Let's imagine that you are an incoming sophomore, moving into a new downtown student apartment development this fall. Raised a suburbanite, you look to where to park your car, but in Columbia's concrete jungle, what would you do?
Say the on-site garage is booked, so you look in a block radius, then farther out. But your new-found habit of circling the block aimlessly for an open spot is not fun, nor is the constant fear of parking tickets.
This, of course, leads you to seek more creative alternatives. Maybe you suck it up and pay through the nose for a pass to a parking garage, blocks away. Or perhaps one of MU's commuter lots is affordable and reasonably convenient. Out of necessity, you then walk or bike more places, try the city bus, or carpool.
A growing critical mass of downtown residents such as yourself might also be more agreeable to closing off a few key city blocks, as the MU campus does beautifully (and functionally). Density is naturally the pedestrian's friend, so car traffic on parts of south Ninth Street could soon become considered an obsolete concept.
Yes, with the boom in MU enrollment and stagnant growth in on-campus dorms, the tsunami of downtown student apartments has put a strain on many services.
Already, we see that more restaurants, bars, convenience stores, and even grocers (!) have already quickly popped up to serve these new neighbors. Electric capacity, sewers and the like are by their nature slower coming — much slower.
But how come the supply of parking hasn't followed other desired services? And why does the city feel a need to mandate it now as a condition for allowing any more central-city beds?
Nature can, and is already, solving this dilemma in creative, decentralized ways.
Density led the city (wisely) a couple years ago to increase on-street meter rates more in line with demand. The city also adjusted hourly spots in parking garages to encourage longer-term parkers to come in, freeing up on-street spots for those valuing convenience.

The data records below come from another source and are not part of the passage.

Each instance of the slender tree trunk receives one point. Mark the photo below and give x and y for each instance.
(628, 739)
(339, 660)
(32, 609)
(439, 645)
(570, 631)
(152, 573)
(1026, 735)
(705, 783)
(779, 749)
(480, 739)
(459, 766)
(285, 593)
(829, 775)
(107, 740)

Now it's all getting overrun, so City Manager Mike Matthes has proposed a $5/month increase on some parking garage permits, and higher parking ticket fines, effective October 1. Both are reasonable moves, considering.
With ever increasing density, developers will be more concerned about tenants parking demands and will more often seek to build their own on-site garages and other creative solutions.
In fact, the Brookside complex at College Avenue and Walnut Street has its own on-site garage. The Broadway hotel made sure to get adequate spots reserved in the city's short street garage next door.
The Tiger Hotel deals with it by offering valet parking. None needed mandates to do so, as I recall; just concern about how to address their respective customers' desires.
Even parking garage entrepreneurs might get interested at some point. But likely prices aren't high enough to make a go of it, like in Chicago or at a Cardinal's game ... yet. Or the real risk that their business model could be destroyed if the city (the established monopolist in this industry) further expands its taxpayer-backed garage empire.
The parking quandary might very well attract auto rental clubs like Zipcar to town, and/or peer-to-peer taxi services such as Uber.
Many cool mediums are possible, though unnatural parking mandates tragically throw a monkey wrench into these organically developing trends. I don't even see this as a matter of political ideology.
I raise a big red flag on parking requirements, which actually mandate that a greater amount of increasingly limited downtown real estate shall, by law, be car parking facilities.
This rather seems like a concoction of an anti-environmentalist, than of our self-described most progressive council in recent memory.
The parking situation will work itself out, so let's not interfere and have to regret the unintended consequences.
Steve Spellman is a local financial services professional and active observer of local issues. He also hosts "The Mid-Missouri Freedom Forum" each Tuesday at 5 p.m. on 89.5FM KOPN radio.